6. Se niegan las demás súplicas de la demanda, de conformidad con lo expresado en la parte motiva de esta providencia.

7. La entidad demandada pagará a favor de los actores intereses moratorios a partir de la ejecutoria de éste proveído, de conformidad con el artículo 177 del

Código Contencioso Administrativo.

8. No se condena a la Compañía de Seguros La Previsora S.A., en consecuencia se exonera de la obligación de reembolsar valor alguno a las entidades demandadas por lo expresado en la parte considerativa de ésta providencia.

(…)”

I. ANTECEDENTES

1. La demanda y pretensiones.

El 13 de septiembre de 2000, los señores Litz Mario Aguilar Ángel actuando en nombre propio y los señores Hernando Becerra Quintero, Olga Adíela Quintero Quintero, Arnulfo Becerra Quintero, Martha Lucia Becerra Bernal, Jorge Iván Ramírez Agudelo, Maricel Rodríguez Ospina, Gloria Ospina López, José Albeiro

Restrepo Londoño y Gildardo de Jesús Restrepo Londoño por intermedio de apoderado y en ejercicio de la acción de reparación directa consagrada en el artículo 86 del Código Contencioso Administrativo, instauraron demanda contra el Municipio de Pereira y la Empresa de Acueducto y Alcantarillado de Pereira S.A. E.S.P., Aguas y Aguas de Pereira solicitando que se hicieran las siguientes declaraciones y condenas: (Fols.124 a 204 C.1.) “Declárese al MUNICIPIO DE PEREIRA Y A LA EMPRESA DE ACUEDUCTO Y ALCANTARILLADO DE PEREIRA S.A ESP AGUAS Y AGUAS DE PEREIRA, SOLIDARIAMENTE responsables de la muerte de los menores: ARBEY DE JESÚS BECERRA QUINTERO, ÁNGELICA MARÍA BECERRA QUINTERO, LUIS GERARDO BECERRA QUINTERO Y CRISTHIAN ANDRÉS RAMÍREZ RODRÍGUEZ, de las lesiones físicas de que fuere sujeto pasivo el señor HERNANDO BECERRA QUINTERO y de los daños ocasionados al predio, y por consiguiente de la totalidad de daños y perjuicios ocasionados a todos y cada uno de los actores, enunciados en la parte introductiva (sic) de este escrito. Los predios afectados, de propiedad particular están ubicados en las carrera 1ª y 1ª bis entre calles 21 y 22 de la ciudad de Pereira, identificado con las matriculas inmobiliarias Nos. 2900031595 y

2900031596. De igual manera se aclara que las familias BECERRA QUINTERO y RAMÍREZ RODRÍGUEZ reclaman indemnización por cada uno de los muertos que

afectaron sus familias.” Por lo anterior, se solicitó para los propietarios del bien inmueble el reconocimiento de perjuicios materiales por la desvalorización del terreno, los costos de la recuperación y por haberse retrasado un proyecto de construcción que se iniciaría antes del deslizamiento de tierra.

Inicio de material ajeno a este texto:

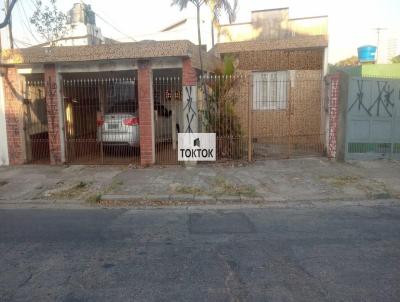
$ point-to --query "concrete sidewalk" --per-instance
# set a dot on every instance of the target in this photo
(311, 179)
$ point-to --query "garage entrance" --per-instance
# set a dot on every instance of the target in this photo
(35, 122)
(101, 119)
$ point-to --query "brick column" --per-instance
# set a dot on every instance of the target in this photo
(334, 102)
(14, 117)
(53, 102)
(189, 100)
(145, 89)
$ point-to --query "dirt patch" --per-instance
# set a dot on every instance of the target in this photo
(341, 181)
(95, 198)
(219, 186)
(69, 193)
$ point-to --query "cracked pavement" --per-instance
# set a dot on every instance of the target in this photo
(335, 253)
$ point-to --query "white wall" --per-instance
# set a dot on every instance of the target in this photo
(3, 133)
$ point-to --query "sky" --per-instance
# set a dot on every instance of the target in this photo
(351, 22)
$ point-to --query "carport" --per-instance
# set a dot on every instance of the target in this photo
(85, 89)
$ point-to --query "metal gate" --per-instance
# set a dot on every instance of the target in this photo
(35, 123)
(255, 116)
(101, 120)
(373, 119)
(168, 120)
(286, 114)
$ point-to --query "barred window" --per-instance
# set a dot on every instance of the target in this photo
(270, 90)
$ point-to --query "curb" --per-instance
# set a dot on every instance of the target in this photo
(187, 200)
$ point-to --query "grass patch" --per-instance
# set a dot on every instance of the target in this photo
(218, 186)
(94, 198)
(3, 183)
(341, 181)
(224, 187)
(73, 192)
(189, 190)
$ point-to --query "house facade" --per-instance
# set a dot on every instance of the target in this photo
(61, 102)
(285, 60)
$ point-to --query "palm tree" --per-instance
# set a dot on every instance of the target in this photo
(217, 7)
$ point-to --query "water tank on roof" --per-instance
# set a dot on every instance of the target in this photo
(367, 54)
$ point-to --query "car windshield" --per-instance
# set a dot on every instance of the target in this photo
(122, 107)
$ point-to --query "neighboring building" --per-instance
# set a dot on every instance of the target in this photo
(185, 29)
(81, 28)
(287, 59)
(374, 70)
(389, 46)
(57, 97)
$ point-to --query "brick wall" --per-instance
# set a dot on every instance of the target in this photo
(53, 117)
(305, 109)
(334, 95)
(273, 60)
(146, 113)
(14, 116)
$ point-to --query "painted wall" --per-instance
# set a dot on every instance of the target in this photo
(3, 132)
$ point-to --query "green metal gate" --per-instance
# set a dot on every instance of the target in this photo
(373, 118)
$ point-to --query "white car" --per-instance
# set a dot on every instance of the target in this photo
(122, 128)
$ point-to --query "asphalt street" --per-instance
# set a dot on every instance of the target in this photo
(335, 253)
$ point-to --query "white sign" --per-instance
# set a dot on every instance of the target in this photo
(197, 147)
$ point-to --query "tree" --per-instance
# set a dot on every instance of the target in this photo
(49, 21)
(8, 14)
(396, 59)
(351, 61)
(216, 6)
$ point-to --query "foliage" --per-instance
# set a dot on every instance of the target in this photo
(229, 67)
(351, 61)
(49, 22)
(217, 7)
(220, 117)
(396, 59)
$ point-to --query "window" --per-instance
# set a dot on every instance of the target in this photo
(270, 90)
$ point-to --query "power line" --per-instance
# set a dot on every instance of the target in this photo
(111, 25)
(27, 25)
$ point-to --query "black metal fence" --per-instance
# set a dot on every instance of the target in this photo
(101, 120)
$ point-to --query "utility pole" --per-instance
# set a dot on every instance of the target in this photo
(10, 27)
(378, 33)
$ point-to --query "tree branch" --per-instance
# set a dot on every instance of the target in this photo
(8, 14)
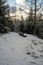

Así mismo se solicitó se reconocieran al señor Hernando Becerra por las lesiones sufrió, perjuicios morales, perjuicios materiales en la modalidad de daño emergente y lucro cesante consolidado y futuro, y perjuicios fisiológicos. Finalmente para los padres de los niños fallecidos se solicitó el reconocimiento de perjuicios morales.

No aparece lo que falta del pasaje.